For Rafik, who serves as legal counsel to Boston Health Care for the Homeless, everything comes back to emotional investment and empathy, without which, she says, legal expertise would be worthless.

“I’m constantly surrounded by people who are experiencing the hardest times of their lives,” she says. “They’re sick. Their financial security has been threatened. Or maybe a lifesaving treatment is within their grasp but they’re told they can’t have it. And yet these people are so strong and kind. And sometimes that means the client is also helping me. What I get back from them is really remarkable.”

Sometimes that strength can even come from her adversaries. 

It was the early 2000s and stem cell transplants were still very new in cancer treatments. Rafik was fighting for a 27-year-old woman whose oncologist recommended the procedure, which was denied by Blue Cross Blue Shield of Massachusetts for being too expensive and experimental.

Rafik took the case pro bono and worked tirelessly with the woman’s doctors to build a body of evidence suggesting that a stem cell transplant could mean the difference between life and death. When she was finished, Rafik sent her work to Peter Meade, then-executive vice president of corporate affairs for Blue Cross Blue Shield. Affected by the depth of Rafik’s research as well as her advocacy, Meade passed it along to his medical director on an expedited basis. Shortly thereafter, the insurance company signed off on the procedure.

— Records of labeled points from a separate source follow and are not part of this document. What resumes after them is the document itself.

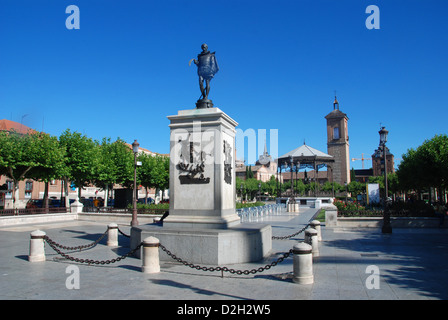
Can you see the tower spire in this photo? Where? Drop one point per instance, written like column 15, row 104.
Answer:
column 335, row 103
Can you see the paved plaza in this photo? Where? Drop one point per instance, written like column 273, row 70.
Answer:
column 412, row 264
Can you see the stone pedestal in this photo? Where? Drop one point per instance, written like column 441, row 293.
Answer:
column 202, row 226
column 202, row 170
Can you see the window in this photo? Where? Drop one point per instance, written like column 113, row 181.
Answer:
column 336, row 133
column 10, row 184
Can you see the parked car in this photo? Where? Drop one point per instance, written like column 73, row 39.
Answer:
column 149, row 200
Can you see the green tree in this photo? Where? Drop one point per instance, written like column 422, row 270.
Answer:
column 115, row 164
column 154, row 172
column 81, row 158
column 50, row 164
column 426, row 166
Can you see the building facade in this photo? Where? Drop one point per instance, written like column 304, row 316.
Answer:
column 338, row 145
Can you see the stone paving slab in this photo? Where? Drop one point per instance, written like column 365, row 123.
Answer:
column 412, row 264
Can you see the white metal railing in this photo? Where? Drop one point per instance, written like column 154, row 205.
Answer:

“I’ll never forget what Peter said to me. He said, ‘If we can’t take a chance on the lives of our children, then who are we?’ I think about that all the time,” says Rafik. “It was the first time I saw how you could be on both sides of the aisle and still have compassion for the people you’re serving. Even though we’re fighting against insurance companies, there are people who want to help as much as I do. And I refuse to stop believing that, even after all these years.”